I have a small Python script that takes a XLSX file as input and populates a dir with config files and QR code images for each user.
Or you can check out some of the OSS ways to do self-service vpn mgmt with a web UI that authenticates against Google auth. I haven’t deployed this yet but it looks cool https://github.com/subspacecloud/subspace
If you know this sort of tech well it is not hard to deploy and manage yourself. But tailscale has a really killer clientside experience and “just works” so honestly it might be worth the $$$
Thanks for the suggestion. I have seen subspace, but haven't had a chance to explore it deeply. I don't mind deploying and managing my own setup, but since my team is small, I want to limit how much time I have to spend on this in the long run. I have definitely considered running my own setup of barebones WireGuard, but haven't come across an elegant user management solution.
I've looked into replacing my personal WireGuard setup with an innernet [0] managed network. You can throw it onto a generic VPS and make managing WireGuard peers super easy.
It's not unlike Tailscale and nebula (that others already mentioned) but I think it deserves to be mentioned.
Wireguard isn't so good for mesh networks because every new node requires reconfiguring all the others.
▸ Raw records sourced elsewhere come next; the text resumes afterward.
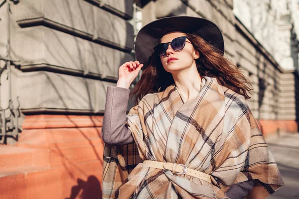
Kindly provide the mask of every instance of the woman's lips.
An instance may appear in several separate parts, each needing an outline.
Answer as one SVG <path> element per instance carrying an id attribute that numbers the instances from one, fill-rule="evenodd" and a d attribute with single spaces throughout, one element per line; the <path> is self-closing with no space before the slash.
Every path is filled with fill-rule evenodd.
<path id="1" fill-rule="evenodd" d="M 167 63 L 171 62 L 172 60 L 176 60 L 177 59 L 175 58 L 174 57 L 169 57 L 167 59 Z"/>

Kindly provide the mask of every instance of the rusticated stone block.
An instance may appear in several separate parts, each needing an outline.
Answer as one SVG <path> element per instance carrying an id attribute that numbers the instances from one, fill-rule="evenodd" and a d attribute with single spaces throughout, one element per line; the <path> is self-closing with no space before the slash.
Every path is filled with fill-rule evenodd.
<path id="1" fill-rule="evenodd" d="M 107 3 L 117 4 L 120 8 L 131 6 L 133 10 L 133 3 L 117 1 L 118 4 L 112 0 Z M 54 28 L 65 26 L 71 28 L 68 30 L 70 32 L 79 31 L 91 35 L 94 39 L 100 37 L 129 49 L 134 48 L 134 30 L 131 24 L 85 0 L 24 0 L 12 7 L 14 19 L 23 26 L 42 23 L 38 21 L 45 18 L 51 21 L 47 23 Z"/>
<path id="2" fill-rule="evenodd" d="M 21 60 L 25 71 L 48 67 L 116 80 L 119 67 L 135 60 L 130 54 L 44 26 L 12 34 L 12 56 Z"/>
<path id="3" fill-rule="evenodd" d="M 12 100 L 16 106 L 16 97 L 19 97 L 20 108 L 24 112 L 38 110 L 104 112 L 107 87 L 115 85 L 49 72 L 22 73 L 13 68 L 12 71 Z M 7 90 L 3 90 L 5 89 L 1 88 L 1 94 L 7 93 Z M 2 96 L 1 105 L 6 107 L 8 97 Z"/>

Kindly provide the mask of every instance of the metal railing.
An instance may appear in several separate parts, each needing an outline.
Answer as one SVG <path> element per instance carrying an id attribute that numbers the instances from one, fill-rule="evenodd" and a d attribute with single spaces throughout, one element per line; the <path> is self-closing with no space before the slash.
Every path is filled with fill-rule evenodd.
<path id="1" fill-rule="evenodd" d="M 10 0 L 14 4 L 19 2 L 19 0 Z M 17 97 L 17 106 L 15 108 L 13 105 L 13 101 L 11 95 L 11 67 L 17 65 L 15 64 L 18 62 L 12 60 L 10 57 L 10 2 L 9 0 L 4 0 L 0 3 L 1 8 L 6 2 L 7 13 L 7 40 L 6 44 L 6 55 L 5 57 L 0 57 L 0 64 L 1 62 L 5 62 L 4 66 L 1 68 L 0 64 L 0 80 L 4 71 L 7 71 L 6 80 L 8 81 L 8 105 L 6 107 L 2 108 L 1 103 L 1 94 L 0 93 L 0 144 L 6 144 L 7 138 L 11 137 L 14 140 L 17 141 L 18 133 L 21 130 L 19 127 L 19 118 L 21 116 L 19 110 L 20 102 L 18 97 Z M 0 87 L 1 87 L 0 84 Z"/>

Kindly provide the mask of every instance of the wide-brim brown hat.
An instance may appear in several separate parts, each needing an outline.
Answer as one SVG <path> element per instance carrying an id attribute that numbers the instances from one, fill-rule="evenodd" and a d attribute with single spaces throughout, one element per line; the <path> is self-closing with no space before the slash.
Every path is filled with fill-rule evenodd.
<path id="1" fill-rule="evenodd" d="M 138 32 L 135 42 L 136 60 L 147 66 L 149 59 L 159 39 L 165 34 L 181 31 L 198 35 L 224 53 L 223 36 L 218 27 L 203 18 L 180 16 L 162 18 L 144 26 Z"/>

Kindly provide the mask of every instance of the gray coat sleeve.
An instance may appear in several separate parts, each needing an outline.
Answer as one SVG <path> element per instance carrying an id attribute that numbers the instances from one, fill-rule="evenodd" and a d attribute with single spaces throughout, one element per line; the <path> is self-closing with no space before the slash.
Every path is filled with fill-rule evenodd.
<path id="1" fill-rule="evenodd" d="M 107 144 L 124 145 L 134 142 L 126 121 L 129 94 L 129 89 L 107 87 L 102 128 L 102 137 Z"/>
<path id="2" fill-rule="evenodd" d="M 102 128 L 102 137 L 107 144 L 124 145 L 134 141 L 126 122 L 129 94 L 128 89 L 107 87 Z M 244 199 L 253 188 L 254 181 L 248 181 L 233 185 L 226 192 L 226 196 L 231 199 Z"/>
<path id="3" fill-rule="evenodd" d="M 233 185 L 226 192 L 226 196 L 231 199 L 243 199 L 252 190 L 257 180 L 249 180 Z"/>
Even with management utilities this is a pain, so instead I recommend something like nebula
https://github.com/slackhq/nebula
Not necessarily. You can have one or several (potentially load-balances) “gateways” which act as entrypoints into subnets.
At some point you’ll probably want to integrate with some identity management , but dozens of users and hundreds of servers are totally fine to manage as yaml in ansible IME.
As other have suggested, Nebula (https://github.com/slackhq/nebula) is pretty elegant. It has groups-based access built in which is extremely convenient.
You can bolt-on SSO fairly easily - just create a certificate signing service. I created https://github.com/unreality/nebula-mesh-admin in a weekend, so its fairly easy to add a SSO flow in.
Yeah, we do use it for ssh access. I know about the portforwarding capabilities, but haven't explored it for this use case. Given that our environment is dynamic, I don't know if accessing internal services via portforwarding over ssh is going to be feasible.
This is great! But now that I have family and friends network, and a work network - how do I easily switch from one to the other? As far as I can tell, one has to log out and back in via the "long" oauth route for every device (ie: phone and laptop for work from home)?
> This plan is also available to families and friends. Connect to your dad’s photo server, provide feedback on your daughter-in-law’s new app, and check in on your neighbor’s shared driveway webcam.
EDIT: https://tailscale.com/kb/1139/tailscale-vs-zerotier/
That is a very fair writeup for a competing product. Nice!